Romney’s plurality in Warren County fit in with victories in several counties on the state’s western flank, in Hinds and in the populous GOP bastions of Rankin and Madison counties. Santorum built his narrow statewide victory in several northeast Mississippi counties and solid wins in DeSoto and Lauderdale counties.
President Barack Obama, unchallenged for renomination, received 2,757 votes from Warren County Democrats. Thirty-five write-in votes were recorded for president on the Democratic ballot, compared to three on the Republican side.
Turnout in Warren County was 23 percent, fairly high for a presidential primary but short of the 26 percent that turned out four years ago for Obama’s march to the nomination versus former Sen. Hillary Clinton. Including 254 absentees, 7,237 ballots were cast out of 31,227 registered. Republicans cast 4,292 ballots for president, while Democrats cast 2,951 in the contest.

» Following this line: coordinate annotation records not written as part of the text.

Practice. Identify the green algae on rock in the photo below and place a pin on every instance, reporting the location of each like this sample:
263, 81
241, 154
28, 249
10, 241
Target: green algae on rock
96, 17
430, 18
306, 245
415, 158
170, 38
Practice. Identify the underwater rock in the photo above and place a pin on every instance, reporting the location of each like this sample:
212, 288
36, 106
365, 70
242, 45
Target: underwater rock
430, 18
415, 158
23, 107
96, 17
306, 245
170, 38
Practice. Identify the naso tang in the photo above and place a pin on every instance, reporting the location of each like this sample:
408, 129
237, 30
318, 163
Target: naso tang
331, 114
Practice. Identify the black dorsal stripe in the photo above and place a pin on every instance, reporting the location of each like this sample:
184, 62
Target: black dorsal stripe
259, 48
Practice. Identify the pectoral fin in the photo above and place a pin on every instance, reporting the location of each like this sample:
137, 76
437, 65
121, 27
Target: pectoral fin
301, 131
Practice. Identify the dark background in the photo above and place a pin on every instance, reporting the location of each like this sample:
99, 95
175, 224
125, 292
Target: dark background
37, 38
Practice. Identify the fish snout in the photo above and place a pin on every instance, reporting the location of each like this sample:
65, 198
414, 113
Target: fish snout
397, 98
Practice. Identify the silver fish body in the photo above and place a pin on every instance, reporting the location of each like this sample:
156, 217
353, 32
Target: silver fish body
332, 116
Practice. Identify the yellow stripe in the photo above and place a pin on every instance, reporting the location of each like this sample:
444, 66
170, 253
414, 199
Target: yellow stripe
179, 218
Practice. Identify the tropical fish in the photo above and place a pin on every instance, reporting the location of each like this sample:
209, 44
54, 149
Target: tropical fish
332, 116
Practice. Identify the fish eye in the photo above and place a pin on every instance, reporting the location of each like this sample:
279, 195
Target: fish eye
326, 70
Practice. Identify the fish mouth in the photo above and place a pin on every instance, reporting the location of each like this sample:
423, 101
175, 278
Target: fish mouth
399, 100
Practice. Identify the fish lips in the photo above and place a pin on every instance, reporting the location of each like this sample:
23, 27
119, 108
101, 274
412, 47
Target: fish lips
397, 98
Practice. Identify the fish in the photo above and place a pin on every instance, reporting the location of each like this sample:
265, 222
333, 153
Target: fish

U.S. Rep. Bennie Thompson breezed to another nod from Democrats to represent the 2nd Congressional District. He took 87 percent of the vote districtwide and 85 percent in Warren County, with 2,500 votes in the county’s 22 precincts to former Greenville mayor Heather McTeer’s 423. Thompson faces Republican Bill Marcy and independent Cobby Mondale Williams in November. Marcy lost to Thompson two years ago.
U.S. Sen. Roger Wicker scored a similarly easy win over opponents Allen Hathcock and Roger Maloney Tuesday, with 89 percent of the vote statewide and 91 percent in Warren County. He faces Albert N. Gore Jr., chair of the Oktibbeha County Democratic Party, who won 56 percent of the vote statewide and 62 percent in Warren County.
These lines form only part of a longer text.